Over the years probation officers, therapists and counselors described him as a “pot boiling with no outlet valve,” and “there is always threat of repeat[kidnap/rape].”

Multiple accounts show he abused methamphetamine during parole drug tests, but officers failed to report the violations to the Parole Commission, as mandated, the suit states.

Although the parole agent knew the extent of the warren of sheds and a soundproof room on the property just one month before Dugard’s kidnap, the area was never searched again.

“High activity” supervision mandates monthly face-to-face visits with a parolee, according to the suit.  But officers routinely went months without seeing Garrido and failed to make a single visit from in 1990, 1992 and 1994, according to the suit.

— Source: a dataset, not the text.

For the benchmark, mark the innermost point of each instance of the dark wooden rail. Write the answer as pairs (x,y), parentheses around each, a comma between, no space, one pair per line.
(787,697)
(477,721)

“Garrido would not have been granted early parole and would not have been free to kidnap Jaycee in 1991 or otherwise cause injury” if parole agents and prison officials had followed their mandatory obligations, the suit concludes.

Government’s Response

Earlier this month, the government asked Bea to dismiss the suit saying the parole agents and prison officials hold absolute judicial immunity for the way they supervise parolees.  In addition, they argue Dugard’s lawsuit is too late.  Her parents should have known at least by her 1991 kidnap of sufficient facts to file a claim.  And they failed to pursue administrative remedies with the Bureau of Prisons.